Technically, the Treasury plan changes the capital structure of the organizations by guaranteeing their $5 trillion in senior debt and inserting a new class of high-yielding secured debt between equity and that senior debt. The plan slightly expands the ability of the two banks to increase their mortgage-backed-security businesses now, though it requires them to shrink their portfolios of business dramatically after 2010 to a maximum of $250 billion from the current maximum of $850 billion.
This idea produced a big sigh of relief to all the Asian and European fund managers who own the senior debt even though, at the same time, it basically wiped out the equity shareholders -- mostly mom-and-pop retail investors here at home. The shares will remain listed on the New York Stock Exchange for reasons that only legal scholars and penny-stock scammers can understand, as the Treasury apparently wishes to maintain the fiction that they will be worth something one day.
Both stocks will be removed from the Standard & Poor's 500 Index ($INX) at the close of business Wednesday. Freddie Mac will be replaced by business software company Salesforce.com (CRM, news, msgs). Replacing Fannie Mae: industrial supplies maker Fastenal (FAST, news, msgs).
The best-case result
If the Treasury plan works like a dream instead of this nightmare, foreign debt holders will be so excited to buy newly guaranteed Fannie and Freddie debt that they will compete like crazy to buy it -- driving down the yield that must be paid as enticement. That could have the effect of cutting U.S. home mortgage rates by as much as a full percentage point.Combine lower rates with lower gasoline prices, higher consumer confidence and falling home prices and you can visualize an incredible resurgence in buying, which would slash the vast inventory of unsold homes that's impairing the residential construction industry and get homebuilders revved up again.

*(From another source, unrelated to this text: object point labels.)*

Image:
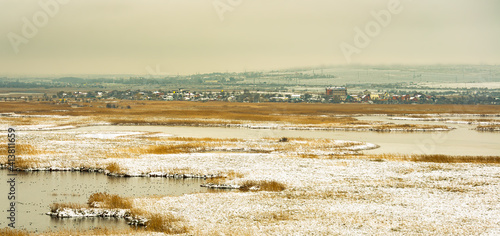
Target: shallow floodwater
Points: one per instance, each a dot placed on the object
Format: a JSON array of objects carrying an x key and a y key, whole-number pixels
[
  {"x": 36, "y": 191},
  {"x": 463, "y": 140}
]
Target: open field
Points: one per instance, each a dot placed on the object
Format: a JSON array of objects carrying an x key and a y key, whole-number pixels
[
  {"x": 236, "y": 111},
  {"x": 48, "y": 116}
]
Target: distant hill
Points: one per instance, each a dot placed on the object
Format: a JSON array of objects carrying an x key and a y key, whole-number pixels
[{"x": 74, "y": 80}]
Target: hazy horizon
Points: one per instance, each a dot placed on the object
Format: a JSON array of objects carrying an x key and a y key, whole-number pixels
[{"x": 128, "y": 37}]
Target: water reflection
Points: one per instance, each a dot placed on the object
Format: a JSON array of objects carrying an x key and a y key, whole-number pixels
[{"x": 36, "y": 191}]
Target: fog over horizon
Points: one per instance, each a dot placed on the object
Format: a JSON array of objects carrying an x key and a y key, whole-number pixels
[{"x": 53, "y": 37}]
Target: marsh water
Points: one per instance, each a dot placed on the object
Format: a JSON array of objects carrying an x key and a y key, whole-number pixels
[
  {"x": 463, "y": 140},
  {"x": 36, "y": 191}
]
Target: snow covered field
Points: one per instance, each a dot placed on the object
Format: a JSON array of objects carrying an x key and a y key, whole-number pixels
[{"x": 329, "y": 189}]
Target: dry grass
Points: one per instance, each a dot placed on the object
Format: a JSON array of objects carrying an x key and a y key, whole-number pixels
[
  {"x": 274, "y": 216},
  {"x": 194, "y": 113},
  {"x": 166, "y": 223},
  {"x": 55, "y": 206},
  {"x": 488, "y": 128},
  {"x": 456, "y": 159},
  {"x": 434, "y": 158},
  {"x": 263, "y": 185},
  {"x": 114, "y": 168},
  {"x": 13, "y": 232},
  {"x": 26, "y": 163},
  {"x": 105, "y": 200},
  {"x": 192, "y": 139},
  {"x": 229, "y": 175},
  {"x": 22, "y": 149},
  {"x": 308, "y": 155},
  {"x": 174, "y": 148},
  {"x": 95, "y": 231},
  {"x": 406, "y": 127}
]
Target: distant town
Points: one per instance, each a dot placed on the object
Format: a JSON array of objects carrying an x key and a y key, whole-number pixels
[{"x": 291, "y": 86}]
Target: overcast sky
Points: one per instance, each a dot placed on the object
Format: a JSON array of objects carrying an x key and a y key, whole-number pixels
[{"x": 190, "y": 36}]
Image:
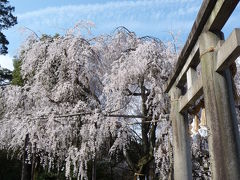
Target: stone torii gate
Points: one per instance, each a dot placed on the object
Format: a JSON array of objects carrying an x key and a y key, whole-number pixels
[{"x": 206, "y": 47}]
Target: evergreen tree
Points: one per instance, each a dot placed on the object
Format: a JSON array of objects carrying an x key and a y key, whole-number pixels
[{"x": 6, "y": 20}]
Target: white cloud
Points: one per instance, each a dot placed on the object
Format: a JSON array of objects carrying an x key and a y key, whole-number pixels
[
  {"x": 117, "y": 13},
  {"x": 6, "y": 61}
]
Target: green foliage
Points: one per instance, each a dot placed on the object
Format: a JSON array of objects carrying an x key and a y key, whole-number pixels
[
  {"x": 6, "y": 20},
  {"x": 16, "y": 74}
]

Analysts at ISI Group in New York did some math and figured that if you take July's median home price at $204,000, pay 20% down and get a 30-year mortgage at 6.4% interest, the after-tax monthly payment is $795, which is 20.7% of the average American's after-tax income -- a very low level, historically. The National Association of Realtors' housing affordability index is showing the same thing: It's already a good time to buy a house due to price deflation, and if the Treasury's weekend intervention chops mortgage rates, we could be on the verge of a real upside surprise for the economy and the market.The catch? Well, unfortunately, this plan would have worked a lot better a year ago than now because what started out as a mortgage crisis back then has since metastasized into a broader debt crisis. The litany of woes and negative feedback loops is familiar by now, but just for old times' sake I'll note that falling house prices led to foreclosures among overleveraged homeowners, which in turn led to massive losses at overleveraged banks, which in turn have withheld credit from businesses, which in turn has led to reduced production, which in turn has led to the biggest increase in layoffs in two decades, which in turn has put big smokin' holes in consumers' balance sheets and which has led, finally, to widespread problems with credit card loans, car loans and student loans.
As a result, even though a lot of families would love to obtain a mortgage at the lower rates made possible by the new Treasury deal, a rising number of breadwinners are simply disqualified from buying houses because they're out of work or afraid of losing work, or their credit scores are too messed up to qualify for loans.
Now you know why I called the plan a Hail Mary. Start praying.
At the time of publication, Jon Markman did not own or control shares of any company mentioned in this column.